The classic BlackBerry phones that work with the original operating system and services stopped working as of January 4, marking the end of an era for the famous device that catapulted work into the mobile era.

Ontario-based BlackBerry, formerly known as Research In Motion, whose flagship cell phone arrived in the 1990s to incorporate work-on-the-go, said phones that run on its in-house software will no longer be expected to “work smoothly. reliable ”after this Tuesday, according to its website.

The move, originally announced in 2020, kills a product that remains popular to this day in some parts of the world for its reliability and safety.

The BlackBerry devices and their physical keyboards were once the favorites for professionals who kept on with their emails as for younger people who sent messages on its proprietary mobile platform.

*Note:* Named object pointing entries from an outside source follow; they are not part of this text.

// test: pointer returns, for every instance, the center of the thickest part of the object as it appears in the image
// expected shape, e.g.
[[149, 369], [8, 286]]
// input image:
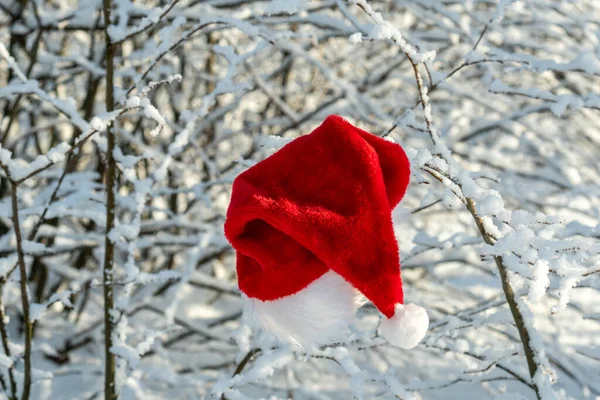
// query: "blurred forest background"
[[123, 124]]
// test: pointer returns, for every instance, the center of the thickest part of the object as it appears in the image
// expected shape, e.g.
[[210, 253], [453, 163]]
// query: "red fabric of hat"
[[312, 224]]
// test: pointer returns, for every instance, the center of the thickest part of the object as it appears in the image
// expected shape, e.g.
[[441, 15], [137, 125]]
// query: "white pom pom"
[[407, 327]]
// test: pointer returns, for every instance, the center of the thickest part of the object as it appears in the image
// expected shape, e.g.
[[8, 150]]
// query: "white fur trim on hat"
[[407, 327], [315, 316]]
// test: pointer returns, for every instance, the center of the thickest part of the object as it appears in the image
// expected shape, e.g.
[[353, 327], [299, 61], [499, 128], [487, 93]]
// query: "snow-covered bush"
[[119, 143]]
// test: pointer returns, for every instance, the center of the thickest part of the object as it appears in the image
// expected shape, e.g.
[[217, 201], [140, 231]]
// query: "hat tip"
[[407, 327]]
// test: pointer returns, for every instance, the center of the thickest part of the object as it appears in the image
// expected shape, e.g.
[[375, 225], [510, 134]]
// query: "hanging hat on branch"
[[313, 232]]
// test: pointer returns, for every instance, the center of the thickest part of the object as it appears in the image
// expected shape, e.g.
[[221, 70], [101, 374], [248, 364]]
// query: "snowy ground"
[[501, 123]]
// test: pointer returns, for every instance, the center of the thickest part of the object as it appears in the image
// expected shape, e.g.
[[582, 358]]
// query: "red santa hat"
[[313, 230]]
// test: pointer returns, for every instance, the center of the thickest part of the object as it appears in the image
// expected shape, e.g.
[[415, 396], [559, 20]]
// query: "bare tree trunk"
[[24, 294], [110, 179]]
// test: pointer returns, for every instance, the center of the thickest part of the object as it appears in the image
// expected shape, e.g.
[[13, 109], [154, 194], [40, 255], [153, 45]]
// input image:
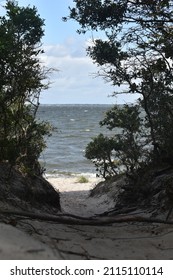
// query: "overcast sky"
[[65, 50]]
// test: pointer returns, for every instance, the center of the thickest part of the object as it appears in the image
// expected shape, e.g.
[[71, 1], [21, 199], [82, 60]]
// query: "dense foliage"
[[135, 54], [22, 77]]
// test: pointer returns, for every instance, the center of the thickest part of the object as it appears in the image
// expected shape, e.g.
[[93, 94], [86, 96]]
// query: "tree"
[[22, 78], [136, 56]]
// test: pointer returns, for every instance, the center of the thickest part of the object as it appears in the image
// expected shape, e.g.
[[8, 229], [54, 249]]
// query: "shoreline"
[[75, 197]]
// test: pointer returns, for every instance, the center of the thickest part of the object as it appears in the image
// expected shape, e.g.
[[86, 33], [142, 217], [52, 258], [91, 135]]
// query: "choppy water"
[[76, 125]]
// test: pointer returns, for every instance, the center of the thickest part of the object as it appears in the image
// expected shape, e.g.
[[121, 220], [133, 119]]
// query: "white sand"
[[75, 196]]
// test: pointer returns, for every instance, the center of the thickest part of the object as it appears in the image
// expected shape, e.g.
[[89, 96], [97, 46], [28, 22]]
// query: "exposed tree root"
[[91, 221]]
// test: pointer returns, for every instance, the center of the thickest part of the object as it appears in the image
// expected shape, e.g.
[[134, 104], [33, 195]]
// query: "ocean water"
[[75, 126]]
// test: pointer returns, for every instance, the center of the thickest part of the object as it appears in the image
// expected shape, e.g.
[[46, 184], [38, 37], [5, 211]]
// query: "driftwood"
[[91, 221]]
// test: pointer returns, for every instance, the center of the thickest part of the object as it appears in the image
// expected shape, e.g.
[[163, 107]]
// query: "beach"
[[36, 239], [75, 199]]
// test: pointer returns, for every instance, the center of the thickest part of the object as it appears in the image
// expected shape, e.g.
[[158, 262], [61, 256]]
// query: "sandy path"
[[34, 239], [75, 196]]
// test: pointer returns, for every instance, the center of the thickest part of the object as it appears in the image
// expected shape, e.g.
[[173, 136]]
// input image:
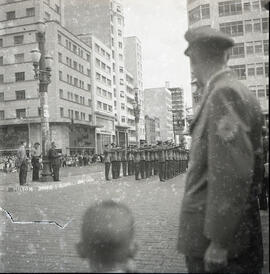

The company's appeal waned as Apple's iPhone and a series of Android phones with larger screens, better graphics, and a wider range of applications took over the market over the past decade.

The Canadian company stopped making its own smartphones in 2016, moving into a software-only business and licensing its brand and services to TCL Communication Technology Holdings, which continued to launch devices until their deal ended in 2020.

The TCL devices were running on Alphabet's Android operating system and will operate until August.

However, nostalgia for the BlackBerry name made it one of the meme stocks of 2021, causing its share price to spike in January, before registering an equally steep drop.